Unencumbered by baggage – Thursday, 3rd week in ordinary time – Lk 10:1-9
This is Luke’s longest meditation on mission and follows immediately after Jesus has laid down the cost of discipleship. In yesterday’s reading, three candidates, two of whom wished to follow Jesus and one whom Jesus hoped he would follow Him, were all turned down. Why? Because the condition of discipleship demanded a sense of urgency; work in the Kingdom of God had to be done immediately (and not after retirement as so many bargain with the Lord).
Interestingly the Lord now appointed seventy (other ancient manuscripts read seventy two) and sent them on ahead of Him in pairs to every town and place where He himself intended to go. After the rejection of the three would be candidates in 9:57-62 Jesus now seems to have finalised the list of candidates who wished to follow Him and He has handpicked seventy of them.
It thus becomes clear that not all those who desire to serve the Lord are chosen by Him. For the Lord, it seems, certain criteria need to be fulfilled before one is and chosen and ‘sent out’ (made apostle) into the harvest. It would make poor sense to only ‘appoint’ people who are filled with desire but with no dedication to the task.

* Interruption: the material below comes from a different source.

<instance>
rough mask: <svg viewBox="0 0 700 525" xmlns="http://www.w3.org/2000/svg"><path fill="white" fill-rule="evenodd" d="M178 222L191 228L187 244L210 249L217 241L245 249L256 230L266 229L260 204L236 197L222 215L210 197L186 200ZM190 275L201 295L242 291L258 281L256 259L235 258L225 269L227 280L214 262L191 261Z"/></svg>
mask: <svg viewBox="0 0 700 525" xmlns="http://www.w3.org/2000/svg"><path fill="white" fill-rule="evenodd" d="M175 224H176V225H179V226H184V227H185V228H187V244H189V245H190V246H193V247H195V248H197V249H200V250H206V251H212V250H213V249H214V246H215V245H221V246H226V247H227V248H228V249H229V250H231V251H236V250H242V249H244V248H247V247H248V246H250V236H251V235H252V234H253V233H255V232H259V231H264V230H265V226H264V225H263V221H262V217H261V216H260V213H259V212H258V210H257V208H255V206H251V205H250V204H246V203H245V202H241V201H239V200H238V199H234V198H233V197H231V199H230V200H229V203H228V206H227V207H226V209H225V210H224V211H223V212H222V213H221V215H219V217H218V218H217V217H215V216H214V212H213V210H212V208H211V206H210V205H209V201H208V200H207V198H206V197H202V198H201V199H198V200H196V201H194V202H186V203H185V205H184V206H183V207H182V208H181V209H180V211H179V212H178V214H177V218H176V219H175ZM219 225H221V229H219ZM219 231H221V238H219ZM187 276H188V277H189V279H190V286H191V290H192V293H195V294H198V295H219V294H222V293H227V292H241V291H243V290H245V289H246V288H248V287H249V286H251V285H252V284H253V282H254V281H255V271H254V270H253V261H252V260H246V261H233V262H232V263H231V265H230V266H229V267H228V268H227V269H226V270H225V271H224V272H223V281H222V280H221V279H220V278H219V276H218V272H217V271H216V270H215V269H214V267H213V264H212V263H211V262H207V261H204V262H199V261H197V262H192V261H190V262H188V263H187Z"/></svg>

The Gospel also tells us that Jesus sent them out in pairs ‘ahead of Him to every town and place where he intended to go’. Cleary Jesus had a plan in His mind. The promotion of the Kingdom of God cannot be some haphazard job. The Lord clearly had a winning strategy in mind for the seventy were to cure the sick and proclaim that the kingdom of God had come near to them. After the people were sufficiently mesmerised by the ‘trailer’ He would come in as the ‘main show’.

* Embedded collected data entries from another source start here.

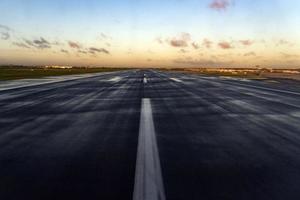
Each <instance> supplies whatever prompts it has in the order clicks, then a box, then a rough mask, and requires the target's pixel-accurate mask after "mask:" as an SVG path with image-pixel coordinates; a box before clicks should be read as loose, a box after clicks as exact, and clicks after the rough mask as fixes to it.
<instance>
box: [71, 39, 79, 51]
mask: <svg viewBox="0 0 300 200" xmlns="http://www.w3.org/2000/svg"><path fill="white" fill-rule="evenodd" d="M69 46H70V47H71V48H74V49H81V45H80V44H78V43H77V42H72V41H69Z"/></svg>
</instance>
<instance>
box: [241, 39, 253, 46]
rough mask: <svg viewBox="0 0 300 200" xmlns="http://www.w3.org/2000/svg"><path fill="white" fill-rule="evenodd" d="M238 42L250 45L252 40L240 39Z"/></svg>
mask: <svg viewBox="0 0 300 200" xmlns="http://www.w3.org/2000/svg"><path fill="white" fill-rule="evenodd" d="M240 43H241V44H242V45H244V46H251V45H252V44H253V43H254V42H253V41H251V40H240Z"/></svg>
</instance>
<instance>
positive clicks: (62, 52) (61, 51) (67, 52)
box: [60, 49, 69, 54]
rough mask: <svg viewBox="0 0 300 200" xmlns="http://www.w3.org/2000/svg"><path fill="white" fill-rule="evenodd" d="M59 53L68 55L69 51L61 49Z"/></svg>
mask: <svg viewBox="0 0 300 200" xmlns="http://www.w3.org/2000/svg"><path fill="white" fill-rule="evenodd" d="M60 52H62V53H66V54H68V53H69V51H68V50H65V49H61V50H60Z"/></svg>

I have often seen both members of clergy and the laity treat the work of the kingdom in a very lackadaisical way. Anything seems to do, everything seems fine. Such working only meets with disastrous results and damages the mission of the kingdom that Jesus intended to spread with our help. Most importantly the one theme that runs through this passage is the urgency of the mission of the kingdom. It is for this reason that those sent out are ‘unencumbered’ by baggage. The Lord de-equips them of all travel paraphernalia; no purse, no bag, no sandals; even more, don’t greet any one on the way lest you ‘waste time’ in pleasantries and fail to proclaim the kingdom.

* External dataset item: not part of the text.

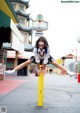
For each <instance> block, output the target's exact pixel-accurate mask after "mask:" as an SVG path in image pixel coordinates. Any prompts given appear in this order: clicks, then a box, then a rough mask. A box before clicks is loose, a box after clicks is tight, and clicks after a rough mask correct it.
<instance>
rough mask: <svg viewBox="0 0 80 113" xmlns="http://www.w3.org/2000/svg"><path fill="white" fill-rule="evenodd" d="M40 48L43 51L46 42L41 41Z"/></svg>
mask: <svg viewBox="0 0 80 113" xmlns="http://www.w3.org/2000/svg"><path fill="white" fill-rule="evenodd" d="M38 46H39V48H40V49H43V48H44V42H42V41H40V42H39V43H38Z"/></svg>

At the end of every Eucharist, the priest says, “The Mass is ended, go proclaim the good news”. It is my opinion that these powerful words have had little impact on most believers. For one, the very word mass (Missa) comes from the Roman era when soldiers who were instructed at morning drill were ‘dismissed’ with the words, ‘Ite, missa est’( translated in English as,’ go the Mass is ended). This command was not merely to be a dismissal but a dismissal to carry out the instructions given to the soldiers. The word Missa or Mass should be correctly translated not as a ‘spiritual activity’ as it has come to be understood, but a ‘spiritual command’ as it was meant to be.
At each ‘Missa’ we are dismissed (in the liturgy of the Church it is called the ‘dismissal’) to go out with a mandate, namely to proclaim the Good News. How poor we are when we think that our spiritual life is merely in ‘attending the Mass’ and not following its final dismissal. Faith is to be proclaimed and not brownie points to be accumulated for heaven.